A new database management system (DBMS) designed for web applications and cloud computing could be the start of a new direction in DBMS development and, indeed, in software as a whole.
Drizzle - unveiled recently at the O'Reilly Open Source Convention (OSCON) by MySQL director of architecture Brian Aker - is described as a "slimmed down version of MySQL" and defined as much by what it doesn't do as by what it does.
It will have no unnecessary features, won't support Windows or be compatible with MySQL, and neither will it be "SQL relational compliant". The decision to fly in the face of convention could be either bold - or stupid.
Aker: features optional
Aker blogged that Drizzle is the result of discussions with a number of MySQL-interested parties on issues such as feature bloat and performance. The starting point is the creation of a micro-kernel which strips out many features, which are traditionally considered essential in a modern DBMS.
Specifically, Drizzle does not have stored procedures, views, triggers, query cache and prepared statements. Field-data types have been simplified and Aker also noted that SHOW command could be migrated to client environments. Aker argues that, if any of these facilities are needed, they can be provided externally through interfaces and libraries.
"We have taken to a very micro-kernel design where code is being removed from the center and pushed out to the edges via interfaces.
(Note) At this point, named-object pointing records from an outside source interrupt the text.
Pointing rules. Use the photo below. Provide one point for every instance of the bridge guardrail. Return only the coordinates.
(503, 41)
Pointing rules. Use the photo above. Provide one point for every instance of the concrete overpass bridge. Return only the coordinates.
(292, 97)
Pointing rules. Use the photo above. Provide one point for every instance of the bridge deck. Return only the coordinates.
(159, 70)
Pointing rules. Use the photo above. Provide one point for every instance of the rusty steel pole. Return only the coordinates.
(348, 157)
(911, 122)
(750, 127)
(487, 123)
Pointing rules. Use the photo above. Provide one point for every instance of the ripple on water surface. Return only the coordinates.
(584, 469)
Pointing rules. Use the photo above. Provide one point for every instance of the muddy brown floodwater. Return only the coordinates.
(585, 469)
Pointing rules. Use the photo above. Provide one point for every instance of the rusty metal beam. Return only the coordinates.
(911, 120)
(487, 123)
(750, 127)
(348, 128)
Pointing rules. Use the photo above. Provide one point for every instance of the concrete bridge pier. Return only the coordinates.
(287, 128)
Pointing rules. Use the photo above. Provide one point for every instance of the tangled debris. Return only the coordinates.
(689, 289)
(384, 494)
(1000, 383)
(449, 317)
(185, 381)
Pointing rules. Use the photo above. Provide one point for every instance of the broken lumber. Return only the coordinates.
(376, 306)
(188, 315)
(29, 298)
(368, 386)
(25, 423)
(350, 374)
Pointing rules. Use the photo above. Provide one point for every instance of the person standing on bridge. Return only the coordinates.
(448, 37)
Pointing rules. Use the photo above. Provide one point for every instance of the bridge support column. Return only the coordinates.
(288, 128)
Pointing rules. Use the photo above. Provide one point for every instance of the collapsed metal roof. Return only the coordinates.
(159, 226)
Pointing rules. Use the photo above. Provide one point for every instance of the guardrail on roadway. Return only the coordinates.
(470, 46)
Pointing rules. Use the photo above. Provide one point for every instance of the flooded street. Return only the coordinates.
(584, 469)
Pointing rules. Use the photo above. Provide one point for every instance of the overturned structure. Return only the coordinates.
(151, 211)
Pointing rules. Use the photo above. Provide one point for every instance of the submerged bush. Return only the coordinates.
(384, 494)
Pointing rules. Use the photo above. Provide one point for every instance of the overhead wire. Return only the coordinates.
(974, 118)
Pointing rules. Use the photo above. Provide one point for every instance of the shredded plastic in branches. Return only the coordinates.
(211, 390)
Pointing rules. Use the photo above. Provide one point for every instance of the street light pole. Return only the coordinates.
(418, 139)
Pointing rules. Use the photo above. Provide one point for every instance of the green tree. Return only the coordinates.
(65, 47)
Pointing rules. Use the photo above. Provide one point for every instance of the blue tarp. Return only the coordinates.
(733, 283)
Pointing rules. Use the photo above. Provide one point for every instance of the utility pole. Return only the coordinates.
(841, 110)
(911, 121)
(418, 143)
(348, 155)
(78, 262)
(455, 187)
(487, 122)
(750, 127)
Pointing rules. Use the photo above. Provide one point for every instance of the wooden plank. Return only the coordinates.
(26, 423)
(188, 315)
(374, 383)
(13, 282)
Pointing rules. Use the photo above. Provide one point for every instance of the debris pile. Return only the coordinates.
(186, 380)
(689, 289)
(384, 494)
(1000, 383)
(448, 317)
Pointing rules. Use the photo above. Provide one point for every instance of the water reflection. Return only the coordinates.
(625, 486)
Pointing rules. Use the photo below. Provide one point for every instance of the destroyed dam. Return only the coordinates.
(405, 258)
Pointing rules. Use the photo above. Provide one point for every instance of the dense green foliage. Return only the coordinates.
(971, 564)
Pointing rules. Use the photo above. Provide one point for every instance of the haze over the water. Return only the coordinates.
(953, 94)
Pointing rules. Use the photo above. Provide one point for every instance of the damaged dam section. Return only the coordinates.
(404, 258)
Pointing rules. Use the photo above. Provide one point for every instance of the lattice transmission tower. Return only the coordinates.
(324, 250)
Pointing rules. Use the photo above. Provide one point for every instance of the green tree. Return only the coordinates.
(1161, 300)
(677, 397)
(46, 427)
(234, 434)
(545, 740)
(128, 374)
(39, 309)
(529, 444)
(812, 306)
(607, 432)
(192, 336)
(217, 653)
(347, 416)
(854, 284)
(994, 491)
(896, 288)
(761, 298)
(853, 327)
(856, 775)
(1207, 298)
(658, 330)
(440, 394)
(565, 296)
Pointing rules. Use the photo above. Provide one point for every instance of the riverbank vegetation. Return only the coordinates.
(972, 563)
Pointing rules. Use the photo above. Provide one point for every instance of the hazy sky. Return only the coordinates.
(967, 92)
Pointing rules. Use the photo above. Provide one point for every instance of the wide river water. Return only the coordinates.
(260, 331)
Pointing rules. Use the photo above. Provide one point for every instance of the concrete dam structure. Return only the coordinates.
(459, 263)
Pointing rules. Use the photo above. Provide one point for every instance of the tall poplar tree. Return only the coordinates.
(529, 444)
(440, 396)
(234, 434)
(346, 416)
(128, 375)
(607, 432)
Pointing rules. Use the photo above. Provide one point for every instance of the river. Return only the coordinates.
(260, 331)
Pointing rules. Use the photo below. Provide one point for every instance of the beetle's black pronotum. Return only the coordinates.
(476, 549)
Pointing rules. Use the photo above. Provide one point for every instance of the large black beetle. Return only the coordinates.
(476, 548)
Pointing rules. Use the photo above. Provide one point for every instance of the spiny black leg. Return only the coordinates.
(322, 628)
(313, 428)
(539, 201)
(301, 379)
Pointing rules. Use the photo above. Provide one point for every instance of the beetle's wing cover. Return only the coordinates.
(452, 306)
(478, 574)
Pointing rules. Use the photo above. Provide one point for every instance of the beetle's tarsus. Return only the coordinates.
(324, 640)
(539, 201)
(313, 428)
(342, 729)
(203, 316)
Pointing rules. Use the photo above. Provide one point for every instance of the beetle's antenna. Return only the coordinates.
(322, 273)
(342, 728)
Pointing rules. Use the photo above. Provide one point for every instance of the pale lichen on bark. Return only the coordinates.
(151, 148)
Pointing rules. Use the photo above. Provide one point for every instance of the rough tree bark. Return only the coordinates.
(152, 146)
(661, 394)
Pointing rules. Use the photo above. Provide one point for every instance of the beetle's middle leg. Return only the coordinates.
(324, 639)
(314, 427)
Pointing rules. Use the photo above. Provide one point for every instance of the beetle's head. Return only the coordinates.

We are taking a Linux/Apache tightly coupled design for modules," Aker wrote.
The main reason for stripping down Drizzle to the bare minimum is so it can deliver high performance in an environment defined by web applications based on "cloud" components and multi-core architectures. Currently, the performance goal has yet to be realized because - as noted by Aker on the Drizzle FAQ: "I certainly do not believe the code is production quality. Right now we are defaulting many configure operations to generate debugging code for us so our binaries are not optimal. "
While it is not an official project, it is sanctioned by Sun and some development is being carried out by MySQL employees. Aker described the open collaboration approach - involving both internal and external developers - as "organic open source'".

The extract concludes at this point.